Read La borra del café Online

Authors: Mario Benedetti

Tags: #Drama

La borra del café (9 page)

BOOK: La borra del café
3.02Mb size Format: txt, pdf, ePub
ads

Natalia tenía veinticinco años, y a mí, desde la óptica de mis dieciséis, me había parecido hasta ese momento una simpática veterana (todo es relativo), pero cuando se quedó desnuda, con sus finas piernas de bailarina, su poblado pubis pelirrojo y sus pechitos desafiantes, se convirtió de pronto en alguien sin edad: una nereida, una diosa de juventud, una sirena sin cola, qué sé yo. Es claro que todo ese catálogo lo pensé mucho después, ya que en ese instante crucial de mi vida no estaba para reminiscencias grecolatinas.

«¿Y qué? ¿Te vas a quedar así? ¿O quieres que te quite los pantalones? Son las tres y diez. ¿Vamos a aprovechar o no el tiempo que nos queda?» Cuando por fin quedé yo también en cueros (lo más trabajoso fue desabrocharme los zapatos y quitarme los calcetines), mi erección era tan notoria que si ella no se rió, creo que fue por temor a desalentarme o a que me volviera la timidez, pero me di cuenta de que sus ojos sí reían.

La verdad es que a esa altura nada me habría desalentado. Luego, ya en la cama, ella dio comienzo, tierna, morosamente, a la lección número uno. Tengo la impresión de que fui un alumno aprovechado y que ella quedó contenta con mi rápido aprendizaje. «Como bautizo, te aseguro que ha sido excelente, Claudito. Vas a hacer felices a tus mujeres, ya lo verás.»

Por ahora el feliz era yo; tanto, que diez minutos más tarde le pedí, bastante más seguro de mí mismo, que me impartiera la lección número dos. «¿Ahora mismo?» «Ahora mismo.» «No sabía que te habías apuntado a un curso intensivo. Está bien, pero será la última, eh. No te olvides que yo soy del Quique. El es mi hombre.» «¿Y esto que hicimos?» «Esto que hicimos fue ante todo un acto de solidaridad. En Chile somos muy solidarios. Y solidarias. Hace tiempo que sentía que necesitabas esto. Para tu formación ¿entiendes? Y hoy se dio la ocasión. Dios nos dejó solitos. A Dios también le gusta que pequemos, siempre que lo hagamos con alegría. Así nos puede perdonar alegremente. Además hay pecados horribles y pecados lindísimos. El nuestro fue lindísimo, ¿no te parece?» Le pregunté si era católica. «Por supuesto, pero católica por la libre, digamos
free lance
. Me entiendo directamente con Dios, sin necesidad de los curas intermediarios, que te cobran su comisión en limosnas y avemarías.»

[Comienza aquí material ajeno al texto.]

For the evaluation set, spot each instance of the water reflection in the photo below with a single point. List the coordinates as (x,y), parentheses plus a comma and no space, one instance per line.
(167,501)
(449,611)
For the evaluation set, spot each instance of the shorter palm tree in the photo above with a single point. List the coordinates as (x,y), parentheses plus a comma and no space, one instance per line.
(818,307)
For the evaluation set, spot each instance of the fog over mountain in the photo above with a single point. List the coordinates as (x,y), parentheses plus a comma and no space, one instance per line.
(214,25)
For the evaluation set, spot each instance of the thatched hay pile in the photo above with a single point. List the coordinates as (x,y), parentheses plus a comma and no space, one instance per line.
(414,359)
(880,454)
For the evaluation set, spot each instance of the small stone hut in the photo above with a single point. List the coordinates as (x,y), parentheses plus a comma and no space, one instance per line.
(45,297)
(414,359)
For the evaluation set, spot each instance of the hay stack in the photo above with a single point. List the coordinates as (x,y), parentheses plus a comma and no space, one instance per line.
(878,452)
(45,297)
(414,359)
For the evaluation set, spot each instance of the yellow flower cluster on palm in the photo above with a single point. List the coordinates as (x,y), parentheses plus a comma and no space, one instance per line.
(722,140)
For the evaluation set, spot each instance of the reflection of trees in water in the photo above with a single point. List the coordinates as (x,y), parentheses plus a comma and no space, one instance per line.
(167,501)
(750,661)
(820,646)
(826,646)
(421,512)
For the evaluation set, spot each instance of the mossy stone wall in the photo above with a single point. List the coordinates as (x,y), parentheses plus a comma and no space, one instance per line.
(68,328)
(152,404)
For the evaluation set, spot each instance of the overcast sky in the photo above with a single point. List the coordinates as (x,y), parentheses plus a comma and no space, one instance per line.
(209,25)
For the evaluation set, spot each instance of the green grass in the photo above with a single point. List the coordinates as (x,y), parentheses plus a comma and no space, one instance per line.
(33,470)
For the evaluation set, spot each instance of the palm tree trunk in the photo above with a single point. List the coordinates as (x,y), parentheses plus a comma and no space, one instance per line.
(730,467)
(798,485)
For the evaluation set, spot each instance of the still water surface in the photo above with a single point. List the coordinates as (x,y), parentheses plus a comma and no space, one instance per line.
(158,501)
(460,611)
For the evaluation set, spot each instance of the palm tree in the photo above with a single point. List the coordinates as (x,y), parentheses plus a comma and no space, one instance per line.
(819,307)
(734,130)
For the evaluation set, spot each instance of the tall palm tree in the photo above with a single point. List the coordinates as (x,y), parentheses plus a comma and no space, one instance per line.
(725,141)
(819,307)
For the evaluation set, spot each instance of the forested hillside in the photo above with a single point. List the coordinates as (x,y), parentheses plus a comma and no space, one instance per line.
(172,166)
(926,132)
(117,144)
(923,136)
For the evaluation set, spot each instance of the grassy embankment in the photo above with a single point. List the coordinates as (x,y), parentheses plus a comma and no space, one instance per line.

El segundo pecado fue todavía más estupendo que el primero. Ya tenía más práctica. Después me quedé mirándola con ojos tiernos y ella se puso seria: «Ah no, Claudito, no te me enamores, eh. Me lo tienes que prometer. Seré tu amiga, eso sí». Pregunté, tratando de sostenerle la mirada: «¿A vos no te gustó?». «Claro que sí. Me gustó porque me gustás. De lo contrario, no lo habría hecho. Pero no lo olvides: yo quiero al Quique.» «¿Y te acostás con él?» «Pues claro que me acuesto. Cuando dos se quieren, y pueden, se acuestan. Y ahora vístete y vete a tu cuarto, que si llega a aparecer la Yugular (no lo creo, todavía es temprano) seguro que me denuncia como corruptora de menores.»

Cuando estuve en mi cama, después de tanta excitación, me vino un repentino aflojamiento, y al poco rato me dormí. Lo último que pensé fue: menos mal que, a diferencia de Norberto, no tengo a ningún cura confesor a quien contarle mi desliz. A propósito, el pobre padre Ricardo, ¿vivirá sin deslices?

Después de todo, pienso que Natalia le debe haber contado al Quique nuestra comunión. Más aún: hasta presumo que ella lo hizo todo con su visto bueno. Y lo pienso así, porque a partir de aquel día para mí memorable, el Quique me dedicaba a menudo unas sonrisas que eran un extraño cóctel de complicidad, sobrentendidos y paternalismo burlón, más un ingrediente adicional que más o menos significaba: «Ah, pero no te olvides, pibe, que yo soy el dueño de ese cuerpito». Infortunadamente, no lo olvidaba.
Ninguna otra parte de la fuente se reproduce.